Dem Beschwerdevorbringen zuwider lässt sich der angefochtenen Entscheidung (noch) deutlich genug entnehmen, dass das Oberlandesgericht - durch identifizierenden Verweis - zum Ausdruck bringen wollte, der Angeklagte sei auch aus seiner Sicht dringend verdächtig, die im Beschluss des Einzelrichters im Ermittlungsverfahren vom 27. Juni 2010 - wenngleich irrig §§ 15, 105 Abs 1, 106 Abs 1 Z 1 StGB subsumierte -  Tat begangen zu haben (BS 1 f iVm BS 3; zu Verweisen vgl ausführlich 13 Os 81/07x mwN), womit sie insoweit den - vom Obersten Gerichtshof wiederholt dargelegten - Anforderungen an einen Haftfortsetzungsbeschluss (RIS-Justiz RS0120817) genügt.

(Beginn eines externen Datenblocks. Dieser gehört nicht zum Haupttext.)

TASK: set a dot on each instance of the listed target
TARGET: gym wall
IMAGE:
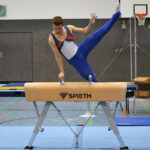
(26, 55)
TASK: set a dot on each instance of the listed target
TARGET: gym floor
(17, 119)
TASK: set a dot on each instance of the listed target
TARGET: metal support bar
(36, 109)
(39, 123)
(112, 123)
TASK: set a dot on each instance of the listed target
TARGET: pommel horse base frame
(41, 118)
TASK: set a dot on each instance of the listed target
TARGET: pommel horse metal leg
(38, 124)
(113, 125)
(88, 113)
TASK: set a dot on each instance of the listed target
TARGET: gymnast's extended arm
(58, 56)
(87, 28)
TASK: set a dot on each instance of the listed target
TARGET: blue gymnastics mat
(14, 84)
(132, 121)
(61, 138)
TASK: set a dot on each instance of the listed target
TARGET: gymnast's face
(58, 28)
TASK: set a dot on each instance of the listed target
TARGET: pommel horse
(76, 92)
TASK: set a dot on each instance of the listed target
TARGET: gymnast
(62, 43)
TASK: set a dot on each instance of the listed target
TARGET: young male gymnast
(62, 43)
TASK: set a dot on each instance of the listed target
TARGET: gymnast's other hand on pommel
(117, 7)
(92, 18)
(61, 75)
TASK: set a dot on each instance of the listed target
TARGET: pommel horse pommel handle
(61, 81)
(90, 80)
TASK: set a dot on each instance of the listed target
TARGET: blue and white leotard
(77, 55)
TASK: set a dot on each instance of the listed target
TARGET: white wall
(68, 9)
(127, 7)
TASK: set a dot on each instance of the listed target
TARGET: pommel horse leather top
(75, 91)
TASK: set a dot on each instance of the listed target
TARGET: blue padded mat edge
(132, 121)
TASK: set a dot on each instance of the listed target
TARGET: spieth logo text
(75, 95)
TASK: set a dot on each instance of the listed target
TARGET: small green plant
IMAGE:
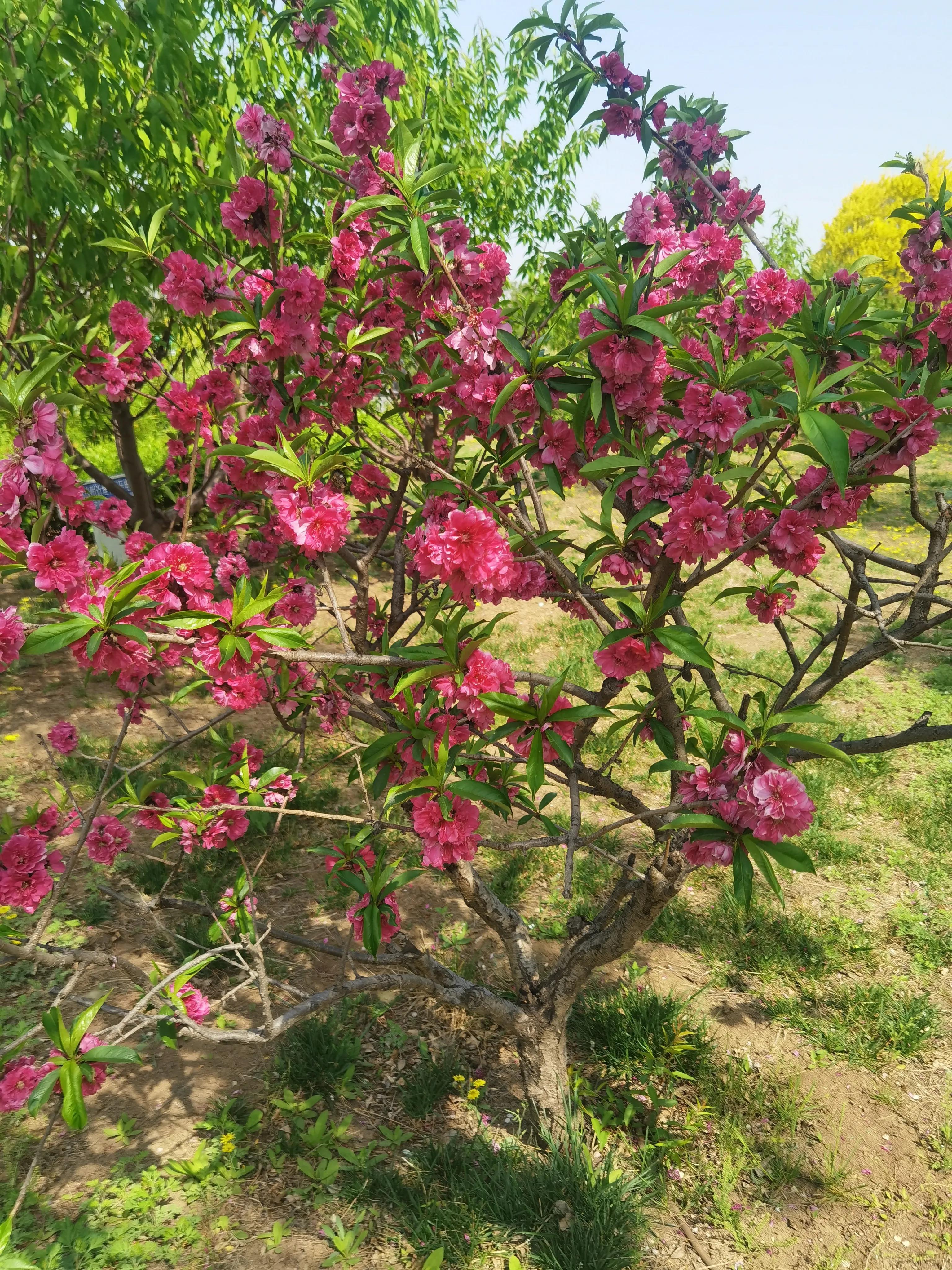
(926, 934)
(345, 1241)
(867, 1024)
(273, 1239)
(430, 1082)
(96, 911)
(124, 1131)
(320, 1056)
(470, 1193)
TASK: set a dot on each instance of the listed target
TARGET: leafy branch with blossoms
(372, 417)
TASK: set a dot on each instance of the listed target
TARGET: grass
(926, 934)
(869, 1024)
(320, 1056)
(553, 1210)
(628, 1029)
(430, 1082)
(136, 1219)
(769, 942)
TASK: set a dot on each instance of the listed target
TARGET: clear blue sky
(828, 91)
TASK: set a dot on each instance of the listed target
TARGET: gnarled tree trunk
(144, 511)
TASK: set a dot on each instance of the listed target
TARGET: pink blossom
(621, 120)
(242, 693)
(138, 544)
(21, 1077)
(315, 520)
(699, 526)
(150, 819)
(775, 806)
(619, 74)
(12, 637)
(252, 214)
(311, 35)
(230, 568)
(468, 552)
(712, 851)
(628, 657)
(370, 484)
(23, 853)
(196, 1004)
(299, 605)
(446, 841)
(107, 839)
(60, 564)
(360, 124)
(767, 606)
(63, 737)
(24, 891)
(792, 544)
(389, 929)
(190, 285)
(646, 216)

Diese Sachverhaltsannahmen hat das Beschwerdegericht in objektiver Hinsicht (insbesonders betreffend Sinn und Bedeutungsinhalt der inkriminierten Äußerung und der Ernstlichkeit der Drohung) durch den Verweis auf das Eingeständnis des Angeklagten, Verfasser der verfahrensgegenständlichen E-Mail zu sein, und den Inhalt dieses Schreibens (vor allem die darin enthaltene Bezugnahme auf ein tödliches Schussattentat gegen eine Rechtspflegerin beim Bezirksgericht Hollabrunn) hinreichend begründet, die dringende Verdachtslage in Betreff der subjektiven Tatseite ebenso mängelfrei aus dem äußeren Täterverhalten (vgl dazu Ratz, WK-StPO § 281 Rz 452) und dem vom Beschwerdeführer angegebenen Motiv für die Übermittlung der E-Mail an die zuständige Familienrichterin abgeleitet (BS 3 f). Seine - strafrechtlich nicht relevanten Sinn und Bedeutungsinhalt des Schreibens behauptende und einen auf Nötigung durch Drohung mit dem Tode gerichteten Vorsatz leugnende - Verantwortung wurde dabei gar wohl berücksichtigt, jedoch nicht für geeignet erachtet, die qualifizierte Verdachtslage zu entkräften (BS 4). Dass die minderjährige Tochter des Angeklagten im Zuge des Pflegschaftsverfahrens einen Selbstmordversuch unternahm, steht der Annahme des Vorliegens der subjektiven Tatseite nicht entgegen, weshalb darauf bezogene Beweismittel nicht erörterungsbedürftig im Sinn der Z 5 zweiter Fall des § 281 Abs 1 StPO waren. Indem die Beschwerde den dringenden Tatverdacht durch weitwendige „Darstellung des anhängigen Pflegschaftsverfahrens“ und daran geknüpfte Erwägungen über den Beweiswert der vom Oberlandesgericht ins Treffen geführten bestimmten Tatsachen, also der den Verdachtsausspruch über das Vorliegen entscheidender Tatsachen tragenden Gründe, in Frage zu stellen sucht, greift sie bloß die (vorläufige) Beweiswürdigung der angefochtenen Entscheidung an und missachtet solcherart die gesetzlichen Anfechtungskategorien (für viele: RIS-Justiz RS0110146).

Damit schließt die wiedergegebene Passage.